The first case begs for euthanasia, precisely for the reasons that you stated. As for the second, since the person could understand and since his/her responses could be read by others, he/she should be the one to make the decision. It would be unfair for anyone else to do it in that case.
The simple solution to this question is: write a living will. It will save time, money, and heartache.
Personally, I wouldn't want the plug pulled on myself, unless I decided it. If I could have that test done on family members, in a case like an accident for example, I would. Let them decide. I believe that girl's reaction, as depicted in the article had more to do with what she would want for herself, rather than what she would want for her father.
If you discover that their brains have no conscious reactions to the questions, and they have no living will....You're stuck--or whoever makes medical decisions in the event that he/she is indisposed to do so.
But if there's no brain function, there's no real life going on anyway.
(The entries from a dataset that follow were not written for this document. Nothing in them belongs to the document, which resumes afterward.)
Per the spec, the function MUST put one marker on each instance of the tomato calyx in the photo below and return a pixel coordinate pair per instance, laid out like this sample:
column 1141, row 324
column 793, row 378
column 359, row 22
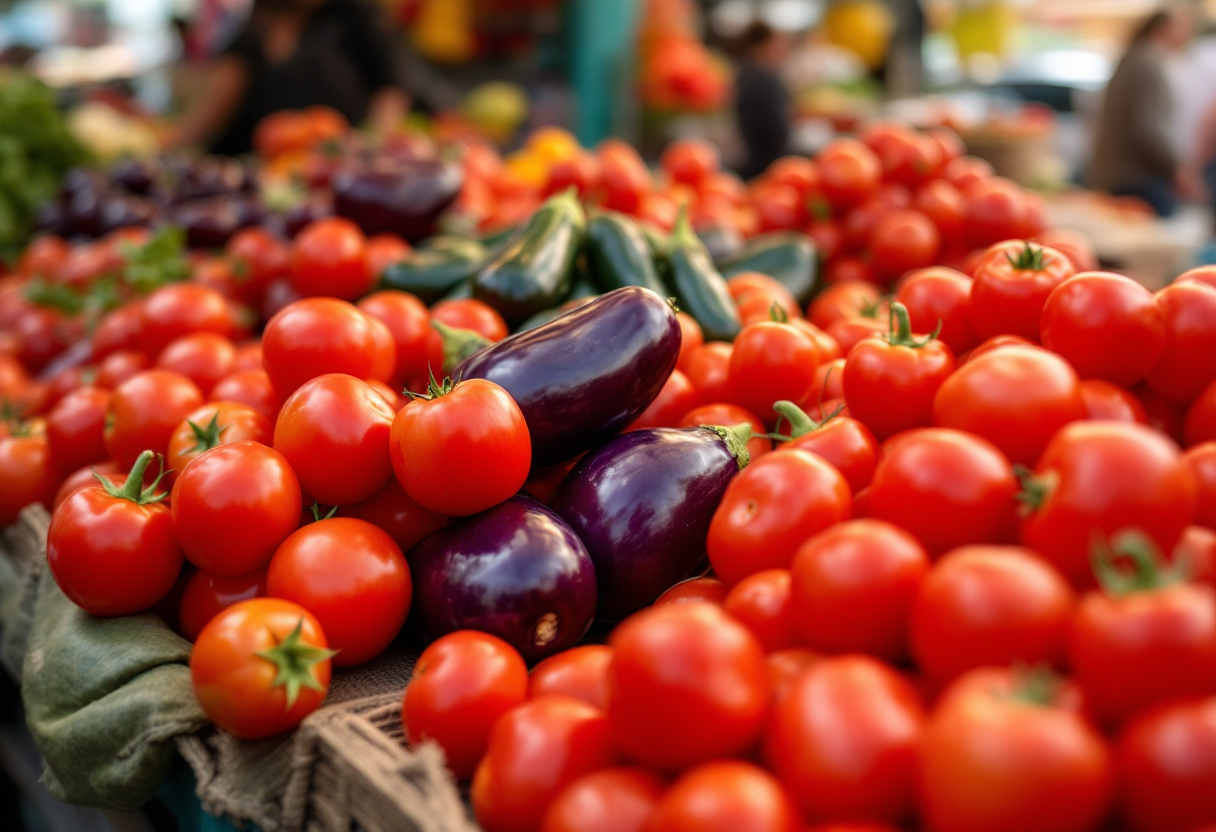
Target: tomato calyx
column 294, row 661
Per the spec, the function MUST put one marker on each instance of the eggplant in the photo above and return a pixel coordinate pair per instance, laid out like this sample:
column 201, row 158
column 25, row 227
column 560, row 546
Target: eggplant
column 642, row 505
column 516, row 572
column 584, row 376
column 398, row 197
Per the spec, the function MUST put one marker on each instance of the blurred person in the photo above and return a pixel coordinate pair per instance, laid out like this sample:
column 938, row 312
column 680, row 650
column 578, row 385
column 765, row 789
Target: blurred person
column 761, row 101
column 297, row 54
column 1136, row 152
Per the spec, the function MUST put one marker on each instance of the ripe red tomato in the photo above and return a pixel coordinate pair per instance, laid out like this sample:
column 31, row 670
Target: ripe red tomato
column 461, row 685
column 986, row 606
column 843, row 741
column 659, row 704
column 1105, row 325
column 854, row 585
column 335, row 433
column 771, row 507
column 352, row 577
column 260, row 667
column 1104, row 477
column 1007, row 753
column 535, row 751
column 1011, row 285
column 947, row 488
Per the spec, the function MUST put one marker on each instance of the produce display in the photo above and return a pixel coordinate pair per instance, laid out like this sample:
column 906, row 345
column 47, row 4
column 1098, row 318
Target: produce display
column 891, row 510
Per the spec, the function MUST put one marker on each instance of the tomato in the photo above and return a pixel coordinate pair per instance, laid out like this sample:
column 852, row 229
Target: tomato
column 76, row 428
column 260, row 667
column 1110, row 403
column 1166, row 764
column 1105, row 325
column 461, row 684
column 843, row 741
column 619, row 799
column 1144, row 637
column 314, row 337
column 1017, row 398
column 180, row 309
column 1011, row 286
column 984, row 606
column 890, row 382
column 725, row 796
column 1104, row 477
column 580, row 673
column 772, row 506
column 679, row 669
column 947, row 488
column 1007, row 753
column 112, row 551
column 335, row 433
column 352, row 577
column 144, row 412
column 854, row 585
column 535, row 751
column 939, row 294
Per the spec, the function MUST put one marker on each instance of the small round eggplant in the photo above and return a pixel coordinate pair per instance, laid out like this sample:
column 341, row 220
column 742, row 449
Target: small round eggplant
column 642, row 505
column 516, row 572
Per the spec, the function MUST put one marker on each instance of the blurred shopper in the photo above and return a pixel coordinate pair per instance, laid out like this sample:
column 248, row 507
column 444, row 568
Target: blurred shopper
column 1136, row 150
column 761, row 101
column 296, row 54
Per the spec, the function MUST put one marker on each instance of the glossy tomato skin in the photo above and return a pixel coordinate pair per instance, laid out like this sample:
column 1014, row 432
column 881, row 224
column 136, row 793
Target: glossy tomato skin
column 1017, row 398
column 992, row 762
column 658, row 708
column 335, row 433
column 234, row 506
column 947, row 488
column 236, row 687
column 352, row 577
column 535, row 751
column 989, row 606
column 843, row 741
column 1105, row 325
column 854, row 586
column 1166, row 764
column 1105, row 477
column 461, row 684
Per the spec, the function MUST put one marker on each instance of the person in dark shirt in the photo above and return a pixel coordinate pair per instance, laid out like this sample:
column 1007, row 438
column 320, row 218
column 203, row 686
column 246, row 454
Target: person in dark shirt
column 761, row 101
column 296, row 54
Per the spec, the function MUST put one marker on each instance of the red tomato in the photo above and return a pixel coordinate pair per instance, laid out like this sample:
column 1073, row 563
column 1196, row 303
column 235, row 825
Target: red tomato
column 1104, row 477
column 771, row 507
column 854, row 585
column 1105, row 325
column 112, row 551
column 352, row 577
column 947, row 488
column 1008, row 753
column 535, row 751
column 1011, row 285
column 843, row 741
column 335, row 432
column 983, row 606
column 260, row 667
column 659, row 706
column 461, row 685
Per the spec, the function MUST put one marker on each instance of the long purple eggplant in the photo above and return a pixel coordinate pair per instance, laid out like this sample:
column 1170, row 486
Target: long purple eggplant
column 516, row 571
column 642, row 506
column 585, row 375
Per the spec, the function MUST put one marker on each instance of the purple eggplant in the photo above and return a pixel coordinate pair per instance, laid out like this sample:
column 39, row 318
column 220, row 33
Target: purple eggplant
column 642, row 506
column 584, row 376
column 516, row 571
column 397, row 197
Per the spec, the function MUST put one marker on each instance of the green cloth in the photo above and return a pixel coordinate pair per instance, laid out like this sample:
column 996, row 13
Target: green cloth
column 105, row 698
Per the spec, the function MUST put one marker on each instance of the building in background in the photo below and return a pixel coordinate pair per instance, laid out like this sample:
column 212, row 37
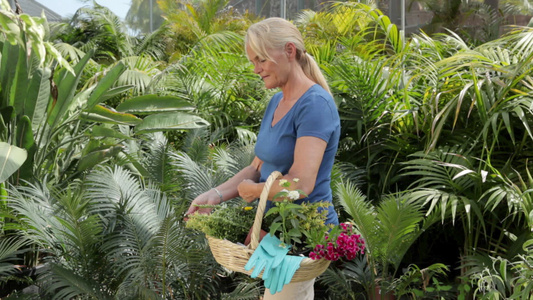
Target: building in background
column 34, row 8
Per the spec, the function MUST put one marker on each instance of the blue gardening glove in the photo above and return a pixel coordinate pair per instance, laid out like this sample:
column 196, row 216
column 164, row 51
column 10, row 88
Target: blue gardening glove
column 268, row 256
column 283, row 274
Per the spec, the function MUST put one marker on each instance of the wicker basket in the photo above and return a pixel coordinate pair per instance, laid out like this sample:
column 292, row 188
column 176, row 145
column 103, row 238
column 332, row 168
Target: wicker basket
column 235, row 256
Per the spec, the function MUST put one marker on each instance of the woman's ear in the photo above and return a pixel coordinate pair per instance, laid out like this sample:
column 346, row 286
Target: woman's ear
column 290, row 49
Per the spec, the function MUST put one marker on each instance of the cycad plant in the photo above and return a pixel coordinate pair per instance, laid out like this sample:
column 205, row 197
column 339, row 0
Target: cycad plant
column 389, row 229
column 112, row 236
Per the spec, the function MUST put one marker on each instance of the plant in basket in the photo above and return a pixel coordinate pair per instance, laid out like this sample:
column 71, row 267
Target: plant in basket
column 340, row 242
column 302, row 226
column 229, row 221
column 296, row 223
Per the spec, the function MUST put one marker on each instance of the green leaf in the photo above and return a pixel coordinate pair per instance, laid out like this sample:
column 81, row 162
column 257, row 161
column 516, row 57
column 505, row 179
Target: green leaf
column 274, row 227
column 171, row 121
column 66, row 88
column 105, row 84
column 38, row 96
column 11, row 158
column 96, row 157
column 106, row 115
column 101, row 131
column 149, row 104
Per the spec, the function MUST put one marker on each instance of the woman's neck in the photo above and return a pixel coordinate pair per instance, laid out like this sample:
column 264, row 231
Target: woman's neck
column 296, row 86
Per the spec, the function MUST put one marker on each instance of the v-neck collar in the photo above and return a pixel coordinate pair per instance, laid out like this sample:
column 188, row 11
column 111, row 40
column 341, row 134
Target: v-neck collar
column 290, row 109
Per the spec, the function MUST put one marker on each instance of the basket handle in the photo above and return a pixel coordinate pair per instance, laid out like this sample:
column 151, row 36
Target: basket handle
column 256, row 228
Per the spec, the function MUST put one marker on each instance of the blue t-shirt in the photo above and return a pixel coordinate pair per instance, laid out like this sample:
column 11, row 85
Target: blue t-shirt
column 314, row 114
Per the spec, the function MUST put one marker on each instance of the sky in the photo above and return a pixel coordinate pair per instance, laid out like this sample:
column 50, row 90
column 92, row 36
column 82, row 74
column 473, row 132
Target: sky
column 67, row 8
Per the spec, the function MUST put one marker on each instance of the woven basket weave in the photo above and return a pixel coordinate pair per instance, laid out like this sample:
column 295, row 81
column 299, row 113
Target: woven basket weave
column 235, row 256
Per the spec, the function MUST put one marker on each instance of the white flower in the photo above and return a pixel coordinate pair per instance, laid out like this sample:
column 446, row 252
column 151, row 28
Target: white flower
column 293, row 195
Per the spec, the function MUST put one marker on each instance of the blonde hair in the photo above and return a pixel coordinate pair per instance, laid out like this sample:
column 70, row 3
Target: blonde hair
column 275, row 33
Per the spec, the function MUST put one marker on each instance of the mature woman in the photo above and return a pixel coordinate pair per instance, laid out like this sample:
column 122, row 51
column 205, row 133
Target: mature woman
column 299, row 133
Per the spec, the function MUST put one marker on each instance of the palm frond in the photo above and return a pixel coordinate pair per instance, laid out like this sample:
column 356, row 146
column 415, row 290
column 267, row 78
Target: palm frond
column 63, row 283
column 9, row 249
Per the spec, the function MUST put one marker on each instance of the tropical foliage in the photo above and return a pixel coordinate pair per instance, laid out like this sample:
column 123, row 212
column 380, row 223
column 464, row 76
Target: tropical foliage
column 105, row 138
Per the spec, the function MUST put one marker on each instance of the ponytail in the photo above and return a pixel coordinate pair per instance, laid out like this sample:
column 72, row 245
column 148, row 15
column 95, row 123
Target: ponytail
column 275, row 33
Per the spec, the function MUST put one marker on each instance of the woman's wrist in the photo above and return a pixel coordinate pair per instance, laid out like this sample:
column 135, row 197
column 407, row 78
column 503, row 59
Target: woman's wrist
column 219, row 194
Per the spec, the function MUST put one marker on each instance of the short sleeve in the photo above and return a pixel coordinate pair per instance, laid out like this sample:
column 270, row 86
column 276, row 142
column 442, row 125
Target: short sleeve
column 316, row 117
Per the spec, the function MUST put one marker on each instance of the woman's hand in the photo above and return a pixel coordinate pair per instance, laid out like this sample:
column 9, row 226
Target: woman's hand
column 208, row 198
column 248, row 190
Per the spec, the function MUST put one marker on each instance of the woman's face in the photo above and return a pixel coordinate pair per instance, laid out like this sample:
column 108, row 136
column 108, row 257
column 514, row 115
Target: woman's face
column 273, row 72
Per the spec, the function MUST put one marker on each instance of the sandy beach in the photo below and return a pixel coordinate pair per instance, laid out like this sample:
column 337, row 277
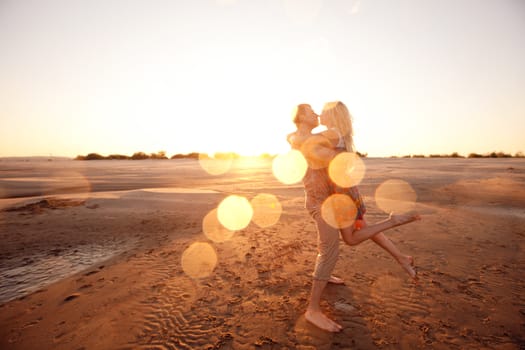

The person is just existing, not living, and most likely only existing due to technology.
What does this have to do with the subject at hand?
I see another board spammer in the making. *sigh*
I do wonder if someone with no higher functions could live without technology, as long as they were given food and shelter. scary thought, that.
I see another one in the making too...this same person posted the same thing on another topic. geez.
I feel it's important to discuss these things with relatives before something happens to incapacitate them to a point where they can't make a decision for themselves. People may find this subject very depressing, but it's good to have it in writing. I think the appropriate name for this is document is a living will.
Yes, and it's sad, but it's also a possibility in life. I think it's important to be realistic and to have all your bases covered as the phrase goes.
Yeah, if I don't have a consciousness anymore and won't get it back, just off me, by God lol well not lol but you know...
When am I dead? Not now and that's all that matters. I won't bother reading this topic in its entirety because If I do I probably will want to be dead.
Oh my God Wayne, you're such a fucking uncaring moron.....You wouldn't care about anyone, ever. It's all you you you you in your book and no one else matters because you are unbelievably self-centered. Karma, bite him in the butt please, and say I didn't give you the suggestion...
Perhaps I'm too busy caring about other people to wonder when I am dead? You can waste your life thinking about being dead, but you won't be able to waste your death by wishing you were still alive.
I don't waste my time thinking of death. I use my time thinking and doing all sorts of things and considering many possibilities of things in both life and death. For me, death isn't an end. It's a question mark, an unknown, with a strong possibility of something unexpected beyond it. Life is now and time does not always prey on my mind as it does on many others'.